Ingredients:

  • 1 lb lean ground beef
  • 2 tbsp olive oil
  • 4 tbsp taco seasoning
  • 1/4 cup water
  • 8 oz cream cheese, softened
  • 1/2 cup sour cream
  • 1 tsp lemon juice
  • 16 oz refried beans
  • 1 cup shredded sharp cheddar cheese
  • 1/2 cup diced tomatoes
  • 1/4 cup diced red onion
  • 2 tbsp chopped fresh cilantro
  • 1 sliced jalapeño

Instructions:

  1. Heat the olive oil in a skillet over medium-high heat. Add the lean ground beef, breaking it into small crumbles with a spatula.
  2. Once browned and no longer pink, stir in 3 tablespoons of taco seasoning and water.
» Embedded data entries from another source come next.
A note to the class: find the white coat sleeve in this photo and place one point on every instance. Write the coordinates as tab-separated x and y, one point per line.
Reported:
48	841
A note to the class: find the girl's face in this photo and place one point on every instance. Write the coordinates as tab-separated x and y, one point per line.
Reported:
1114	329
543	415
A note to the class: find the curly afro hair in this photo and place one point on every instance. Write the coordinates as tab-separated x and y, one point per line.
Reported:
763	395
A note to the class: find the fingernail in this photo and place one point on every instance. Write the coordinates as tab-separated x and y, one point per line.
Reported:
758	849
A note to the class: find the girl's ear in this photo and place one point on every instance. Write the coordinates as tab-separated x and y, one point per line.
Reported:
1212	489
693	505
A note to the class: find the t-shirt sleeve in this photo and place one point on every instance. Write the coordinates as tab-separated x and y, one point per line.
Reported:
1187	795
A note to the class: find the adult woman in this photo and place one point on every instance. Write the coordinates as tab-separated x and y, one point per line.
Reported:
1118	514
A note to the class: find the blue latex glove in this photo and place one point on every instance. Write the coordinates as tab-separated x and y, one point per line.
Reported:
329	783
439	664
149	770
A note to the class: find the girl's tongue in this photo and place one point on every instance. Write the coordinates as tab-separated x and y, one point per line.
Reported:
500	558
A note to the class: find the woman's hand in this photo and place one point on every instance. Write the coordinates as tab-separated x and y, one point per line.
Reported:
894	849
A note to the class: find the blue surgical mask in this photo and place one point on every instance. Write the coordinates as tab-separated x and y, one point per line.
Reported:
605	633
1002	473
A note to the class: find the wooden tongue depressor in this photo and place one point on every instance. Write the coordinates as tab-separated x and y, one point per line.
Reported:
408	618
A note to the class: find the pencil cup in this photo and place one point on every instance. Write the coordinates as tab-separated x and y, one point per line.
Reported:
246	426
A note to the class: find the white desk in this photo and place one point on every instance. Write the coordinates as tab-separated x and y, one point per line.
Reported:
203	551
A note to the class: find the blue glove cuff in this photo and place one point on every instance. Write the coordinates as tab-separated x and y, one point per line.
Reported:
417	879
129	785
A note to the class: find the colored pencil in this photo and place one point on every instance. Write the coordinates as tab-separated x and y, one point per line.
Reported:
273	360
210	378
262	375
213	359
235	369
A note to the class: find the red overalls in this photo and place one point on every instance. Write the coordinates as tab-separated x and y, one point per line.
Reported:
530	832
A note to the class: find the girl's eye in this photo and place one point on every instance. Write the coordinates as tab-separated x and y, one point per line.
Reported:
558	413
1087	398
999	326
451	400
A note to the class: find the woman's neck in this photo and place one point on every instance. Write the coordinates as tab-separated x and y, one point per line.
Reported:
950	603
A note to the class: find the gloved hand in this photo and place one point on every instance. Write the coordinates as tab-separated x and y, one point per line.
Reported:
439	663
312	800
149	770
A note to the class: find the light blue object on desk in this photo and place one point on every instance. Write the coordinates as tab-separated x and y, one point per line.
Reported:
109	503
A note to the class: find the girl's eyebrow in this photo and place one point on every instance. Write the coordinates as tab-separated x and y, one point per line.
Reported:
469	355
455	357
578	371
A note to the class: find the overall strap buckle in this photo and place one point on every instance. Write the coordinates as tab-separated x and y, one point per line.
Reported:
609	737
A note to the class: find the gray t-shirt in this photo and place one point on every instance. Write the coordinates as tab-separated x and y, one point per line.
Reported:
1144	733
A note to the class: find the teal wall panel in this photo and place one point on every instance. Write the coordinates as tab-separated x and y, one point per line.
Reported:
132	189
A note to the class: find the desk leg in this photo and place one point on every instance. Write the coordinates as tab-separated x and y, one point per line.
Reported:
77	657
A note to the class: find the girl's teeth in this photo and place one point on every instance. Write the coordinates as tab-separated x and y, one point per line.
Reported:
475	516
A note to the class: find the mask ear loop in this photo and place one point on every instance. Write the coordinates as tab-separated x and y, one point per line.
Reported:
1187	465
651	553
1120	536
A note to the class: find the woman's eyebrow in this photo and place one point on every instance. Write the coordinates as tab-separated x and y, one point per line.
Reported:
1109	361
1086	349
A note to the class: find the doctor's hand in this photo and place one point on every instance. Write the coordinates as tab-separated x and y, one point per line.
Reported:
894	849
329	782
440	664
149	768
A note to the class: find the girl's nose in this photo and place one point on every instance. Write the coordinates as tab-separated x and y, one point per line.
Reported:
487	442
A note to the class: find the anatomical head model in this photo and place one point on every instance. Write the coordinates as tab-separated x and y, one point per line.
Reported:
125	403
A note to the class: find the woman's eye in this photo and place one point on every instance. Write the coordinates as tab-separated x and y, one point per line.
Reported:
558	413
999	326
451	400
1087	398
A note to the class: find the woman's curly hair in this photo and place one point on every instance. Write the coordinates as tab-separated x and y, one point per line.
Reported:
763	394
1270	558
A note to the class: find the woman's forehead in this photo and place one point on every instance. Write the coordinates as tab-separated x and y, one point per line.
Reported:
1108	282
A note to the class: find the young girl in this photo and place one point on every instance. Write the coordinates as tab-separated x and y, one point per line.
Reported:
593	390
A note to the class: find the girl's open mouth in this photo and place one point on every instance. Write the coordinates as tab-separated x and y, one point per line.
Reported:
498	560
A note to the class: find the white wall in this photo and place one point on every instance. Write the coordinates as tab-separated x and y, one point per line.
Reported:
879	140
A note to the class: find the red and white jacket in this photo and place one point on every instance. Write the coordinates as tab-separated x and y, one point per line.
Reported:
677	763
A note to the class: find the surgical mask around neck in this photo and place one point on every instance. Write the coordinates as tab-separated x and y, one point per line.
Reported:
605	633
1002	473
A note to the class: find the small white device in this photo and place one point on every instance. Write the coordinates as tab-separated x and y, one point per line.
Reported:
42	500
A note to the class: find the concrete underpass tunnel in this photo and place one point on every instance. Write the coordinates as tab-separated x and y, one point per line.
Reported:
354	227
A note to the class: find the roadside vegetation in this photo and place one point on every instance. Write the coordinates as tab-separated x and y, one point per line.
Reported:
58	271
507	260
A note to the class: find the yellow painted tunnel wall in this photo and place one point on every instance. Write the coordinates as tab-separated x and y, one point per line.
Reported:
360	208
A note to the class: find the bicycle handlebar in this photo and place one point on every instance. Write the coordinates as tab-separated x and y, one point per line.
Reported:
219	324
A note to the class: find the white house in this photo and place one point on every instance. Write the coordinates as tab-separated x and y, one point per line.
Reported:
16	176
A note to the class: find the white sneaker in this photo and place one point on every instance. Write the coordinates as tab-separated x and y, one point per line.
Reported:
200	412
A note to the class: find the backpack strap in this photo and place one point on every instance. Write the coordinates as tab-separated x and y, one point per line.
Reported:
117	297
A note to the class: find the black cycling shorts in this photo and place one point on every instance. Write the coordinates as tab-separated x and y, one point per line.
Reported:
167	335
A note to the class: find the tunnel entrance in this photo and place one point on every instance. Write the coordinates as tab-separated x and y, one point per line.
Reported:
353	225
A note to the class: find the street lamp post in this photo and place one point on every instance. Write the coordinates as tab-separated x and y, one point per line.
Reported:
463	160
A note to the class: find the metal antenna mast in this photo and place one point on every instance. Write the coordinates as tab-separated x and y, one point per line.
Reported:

Simmer for 3–5 minutes until the liquid has reduced to a thick glaze.
  3. Drain the meat through a fine-mesh strainer to remove all excess grease and let it cool.
  4. In a medium bowl, combine the softened cream cheese, sour cream, remaining 1 tablespoon of taco seasoning, and lemon juice.
  5. Beat with a hand mixer or whisk until the mixture is velvety and completely smooth.
  6. Spread the refried beans evenly across the bottom of a 9-inch round glass serving dish.
  7. Spread the creamy taco dip mixture over the beans using an offset spatula.
  8. Layer the cooled ground beef over the cream layer.
  9. Finish by sprinkling the shredded cheddar cheese on top and garnishing with diced tomatoes, red onion, cilantro, and sliced jalapeños.
  10. Chill in the refrigerator for 60 minutes to improve structural integrity before serving.